In a swap deal tagged by the parties as a Black Economic Empowerment (BEE) transaction, the Moseneke vehicle, Encha Properties, sold a portfolio of five buildings to Vukile for R1.4bn. The transaction was settled through a mix of cash and Vukile shares. The cash is destined to settle the portfolio’s debt living Encha with an unencumbered R600m worth of shares in Vukile. This translates to 7.5% of Vukile which came to the deal with a portfolio of about 90 properties valued around R7.5 billion.
Properties in the Vukile portfolio include the East Rand Mall, Sandton Bryanston Grosvenor Shopping Centre, Durban Phoenix Plaza and the Dobsonville Shopping Centre. There is also the Cape Town Parow Industrial Park, Midrand Allandale Industrial Park, Roodepoort Robertville Industrial Park, Randburg Trevallyn Industrial Park, Pinetown Westmead and Kyalami Industrial Park.
This list explains why the Mosenekes are doing this deal. They are exchanging an exposure in five properties, predominantly national government-tenanted office buildings, for a stake in bigger, broader and more liquid portfolio. It is called diversification of risk. Off course this is an easier route. The alternative is harder. You grow your portfolio and then line it up for the gruelling self-driven JSE listing process. This gruelling path was opened by Sisa Ngebulana of the Billion Group in 2011. Sandile Nomvete, of Delta Property Fund, and his crew followed it last year. BEE purists prefer this path. This is because while the BEE player dilutes control in the process of listing, the BEE player remains in control.
But then, there are many ways to kill a cat. Living the sentimentalism aside, the path chosen by the Mosenekes creates the same value which would have been realised in the other path. That is all that matters right, value. Thomas Matlala knows this. He did a deal similar to the Mosenekes/Vukile transaction. Through a vehicle called Indite Property Fund, he carved a portfolio valued around R178m and injected it into a JSE listed entity called Arrowhead Properties. He is also now seating with unencumbered shares in a bigger entity.
What’s in it for Vukile, a property fund spun out of financial services giant Sanlam. They get to boost their BBBEE scorecard which comes with a bonus of a powerful grouping, the Mosenekes. Due to a mistake of South African history, the Moseneke’s never made it into the league of royal political families, the Mandelas, Tambos, Sisulus etc. But then that is a debate for another day.
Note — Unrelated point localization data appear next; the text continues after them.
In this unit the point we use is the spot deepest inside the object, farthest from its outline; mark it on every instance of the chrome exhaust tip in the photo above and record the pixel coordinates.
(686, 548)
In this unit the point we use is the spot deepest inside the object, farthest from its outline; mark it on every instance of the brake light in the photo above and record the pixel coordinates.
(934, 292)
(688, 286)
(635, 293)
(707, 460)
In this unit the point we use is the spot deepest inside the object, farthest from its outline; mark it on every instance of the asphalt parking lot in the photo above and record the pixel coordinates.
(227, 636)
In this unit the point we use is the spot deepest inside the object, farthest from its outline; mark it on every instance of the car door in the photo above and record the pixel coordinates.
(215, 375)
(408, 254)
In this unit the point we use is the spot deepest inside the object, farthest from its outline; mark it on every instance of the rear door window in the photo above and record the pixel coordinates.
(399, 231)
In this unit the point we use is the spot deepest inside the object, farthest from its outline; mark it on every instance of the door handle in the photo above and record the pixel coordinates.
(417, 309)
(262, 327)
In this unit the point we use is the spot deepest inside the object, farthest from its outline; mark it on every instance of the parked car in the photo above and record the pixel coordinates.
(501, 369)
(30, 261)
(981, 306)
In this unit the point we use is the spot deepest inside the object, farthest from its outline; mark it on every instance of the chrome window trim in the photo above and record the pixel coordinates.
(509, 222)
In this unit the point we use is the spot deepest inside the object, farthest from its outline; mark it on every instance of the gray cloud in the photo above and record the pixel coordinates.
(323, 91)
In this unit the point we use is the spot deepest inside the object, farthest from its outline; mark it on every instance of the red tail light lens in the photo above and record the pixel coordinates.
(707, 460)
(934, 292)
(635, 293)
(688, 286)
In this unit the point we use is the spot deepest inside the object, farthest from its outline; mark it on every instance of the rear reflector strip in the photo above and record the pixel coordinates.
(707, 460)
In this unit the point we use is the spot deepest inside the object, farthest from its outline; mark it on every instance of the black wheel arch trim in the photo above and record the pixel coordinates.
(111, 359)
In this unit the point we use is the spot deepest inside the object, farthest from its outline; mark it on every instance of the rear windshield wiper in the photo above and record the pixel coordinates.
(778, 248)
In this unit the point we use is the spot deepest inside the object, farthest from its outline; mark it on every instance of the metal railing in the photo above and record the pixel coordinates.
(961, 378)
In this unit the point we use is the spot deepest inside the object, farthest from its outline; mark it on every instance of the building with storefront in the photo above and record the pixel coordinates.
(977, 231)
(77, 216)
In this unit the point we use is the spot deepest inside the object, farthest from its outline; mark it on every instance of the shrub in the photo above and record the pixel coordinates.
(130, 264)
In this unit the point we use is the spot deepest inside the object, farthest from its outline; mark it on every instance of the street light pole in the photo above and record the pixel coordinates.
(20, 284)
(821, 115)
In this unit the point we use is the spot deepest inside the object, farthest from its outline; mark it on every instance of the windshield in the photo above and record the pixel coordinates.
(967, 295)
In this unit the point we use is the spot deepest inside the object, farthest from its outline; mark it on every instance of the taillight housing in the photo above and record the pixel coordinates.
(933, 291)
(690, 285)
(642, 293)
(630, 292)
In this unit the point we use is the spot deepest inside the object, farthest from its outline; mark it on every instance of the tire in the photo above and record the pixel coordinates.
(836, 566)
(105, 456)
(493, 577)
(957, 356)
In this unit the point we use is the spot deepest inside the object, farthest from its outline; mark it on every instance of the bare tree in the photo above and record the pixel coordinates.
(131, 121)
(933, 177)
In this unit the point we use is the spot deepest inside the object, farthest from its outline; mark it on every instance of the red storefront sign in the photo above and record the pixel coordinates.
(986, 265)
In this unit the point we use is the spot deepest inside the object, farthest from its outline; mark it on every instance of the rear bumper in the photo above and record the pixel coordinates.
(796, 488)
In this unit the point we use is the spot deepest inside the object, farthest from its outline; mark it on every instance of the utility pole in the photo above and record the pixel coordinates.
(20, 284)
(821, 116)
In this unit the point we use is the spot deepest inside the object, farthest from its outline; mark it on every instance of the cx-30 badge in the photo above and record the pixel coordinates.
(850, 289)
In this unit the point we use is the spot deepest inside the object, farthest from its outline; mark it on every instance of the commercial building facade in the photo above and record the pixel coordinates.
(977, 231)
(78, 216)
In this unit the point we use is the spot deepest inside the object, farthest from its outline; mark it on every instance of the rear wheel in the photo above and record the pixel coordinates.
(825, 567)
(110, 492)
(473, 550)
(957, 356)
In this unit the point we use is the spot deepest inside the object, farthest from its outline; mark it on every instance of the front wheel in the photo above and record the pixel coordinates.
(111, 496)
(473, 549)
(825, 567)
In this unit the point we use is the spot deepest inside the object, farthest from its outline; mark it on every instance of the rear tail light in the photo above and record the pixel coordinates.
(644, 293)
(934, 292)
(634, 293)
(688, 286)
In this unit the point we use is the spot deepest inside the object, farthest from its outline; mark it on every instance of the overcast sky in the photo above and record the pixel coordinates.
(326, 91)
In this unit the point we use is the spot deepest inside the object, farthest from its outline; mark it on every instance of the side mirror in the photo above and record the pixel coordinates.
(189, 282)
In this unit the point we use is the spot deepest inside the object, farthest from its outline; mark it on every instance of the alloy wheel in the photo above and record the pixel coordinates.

Vukile does earn a strong BEE partner, the Mosenekes and Sedise Moseneke as an executive director. In its statement Vukile says Sedise Moseneke comes into the fold to oversee the government-tenanted portfolio and will work together with CEO Laurence Rapp in seeking to grow the fund. He will also have executive responsibility for driving Vukile’s overall transformation strategy.
And by the way, Sedise Moseneke is the first born child of Dikgang Moseneke, the former Pan African Congress activists cum human rights lawyer, turned businessmen, turned deputy chief justice. That makes him a niece to the agile Tiego Moseneke who is listed as the founder of Encha Group. Judging by the number of the Mosenekes in the top structure of the group as listed in its website, Encha is a budding family business empire.